With regard to CCI, mortality increased progressively with increasing CCI scores in both men and women, with a particularly high 1-year mortality rate of 30.9% and an in-hospital mortality rate of 6.6% in the group of men with CCI scores of 6 or higher. Therefore, a high CCI score was identified as a potential risk factor for 1-year mortality in this patient population. Previous reports have shown that higher CCI increases both short- and long-term mortality [25], and this study describes specific mortality rates for each CCI.

Regarding blood transfusions and pulmonary embolism, both significantly increased 1-year and in-hospital mortality. While some studies reported that transfusions increase 1-year mortality by 2.79-fold [26], other studies reported that the difference was not significant when patients were matched for background [27]. These results suggest that patients who receive blood transfusions are also likely to have poor preoperative conditions, such as anemia.

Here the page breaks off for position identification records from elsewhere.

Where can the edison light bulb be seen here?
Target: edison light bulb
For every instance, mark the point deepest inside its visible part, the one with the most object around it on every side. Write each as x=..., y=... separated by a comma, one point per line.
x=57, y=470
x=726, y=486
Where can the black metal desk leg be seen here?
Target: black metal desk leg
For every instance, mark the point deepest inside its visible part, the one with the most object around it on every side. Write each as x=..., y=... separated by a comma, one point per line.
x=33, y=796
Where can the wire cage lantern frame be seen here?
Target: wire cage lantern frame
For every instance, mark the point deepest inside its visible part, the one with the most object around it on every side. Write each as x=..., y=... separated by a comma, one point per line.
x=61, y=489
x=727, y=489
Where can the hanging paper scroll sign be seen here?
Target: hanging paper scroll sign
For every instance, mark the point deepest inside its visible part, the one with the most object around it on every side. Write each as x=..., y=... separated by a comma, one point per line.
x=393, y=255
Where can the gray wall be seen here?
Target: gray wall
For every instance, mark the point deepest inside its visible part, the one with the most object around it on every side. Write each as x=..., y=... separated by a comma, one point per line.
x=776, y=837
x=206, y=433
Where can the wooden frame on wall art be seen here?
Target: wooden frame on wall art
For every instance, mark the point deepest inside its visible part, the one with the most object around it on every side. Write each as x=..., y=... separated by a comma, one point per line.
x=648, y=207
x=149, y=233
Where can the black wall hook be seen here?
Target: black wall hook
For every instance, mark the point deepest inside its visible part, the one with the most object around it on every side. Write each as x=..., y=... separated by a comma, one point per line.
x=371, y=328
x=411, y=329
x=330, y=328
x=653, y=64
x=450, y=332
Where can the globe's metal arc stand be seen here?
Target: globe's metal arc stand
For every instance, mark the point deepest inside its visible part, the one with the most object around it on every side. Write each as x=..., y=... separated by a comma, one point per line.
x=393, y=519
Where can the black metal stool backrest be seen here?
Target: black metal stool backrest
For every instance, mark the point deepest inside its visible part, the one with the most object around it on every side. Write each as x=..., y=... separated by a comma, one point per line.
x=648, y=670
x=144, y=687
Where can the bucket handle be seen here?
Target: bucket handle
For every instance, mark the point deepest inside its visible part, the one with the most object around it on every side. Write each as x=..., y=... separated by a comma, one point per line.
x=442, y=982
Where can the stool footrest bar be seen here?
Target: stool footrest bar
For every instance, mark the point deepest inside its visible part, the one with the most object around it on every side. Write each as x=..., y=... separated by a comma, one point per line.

In this study, the 1-year mortality hazard ratio for transfused patients after multivariate analysis was 1.98, suggesting that transfusion itself may be a risk factor for death. As a result, it is advised to be cautious about intraoperative bleeding and to limit postoperative blood transfusions to only when absolutely necessary.

Although past studies have mainly examined risk factors for pulmonary embolism because of its low incidence [28, 29], this is the first study to examine the 1-year and in-hospital mortality rates of hip fracture in cases of pulmonary embolism. In particular, we should be concerned about the prevention of deep vein thrombosis in the perioperative period since pulmonary embolism increases the mortality rate during hospitalization by about four times in both men and women.

Our study found that male patients from various backgrounds had higher 1-year and in-hospital mortality rates. Although osteoporosis usually affects women, the results suggest that male patients with osteoporosis may be more fragile. To our knowledge, no previous study has evaluated risk factors for long-term mortality from hip fracture in the entire Japanese population. Furthermore, this study has very little missing data, so our sample is considered representative of the population in this region.

There are several limitations to this study. First, it is a retrospective study. Second, it was based on an insurance database and does not include patients who were not treated by insurance, such as those who had medical assistance for welfare, compulsory automobile liability insurance, or publicly funded medical care. Finally, several other factors that cannot be extracted from the database may also be associated with higher mortality rates, such as secondary osteoporosis caused by steroids, other drugs, or endocrine disorders. The reason for this is that this database consists of Japanese claim data, and items such as blood test results cannot be determined. Despite these limitations, it is assumed that few people are excluded from the data because most Japanese citizens have medical insurance, and most patients with hip fractures receive treatment through medical insurance. Therefore, further studies are needed to investigate other mortality risk factors.

In conclusion, male sex, older age, fracture type (trochanteric and subtrochanteric fracture), internal fixation procedure, delayed operative date, the number of comorbidities, blood transfusion, and pulmonary embolism were significantly associated with risk factors for 1-year mortality in hip fracture. In addition, men had higher mortality rates than women in all categories. In the future, the number of male patients with hip fractures will increase with the aging of society, and medical staff must provide sufficient information before surgery to avoid postoperative mortality.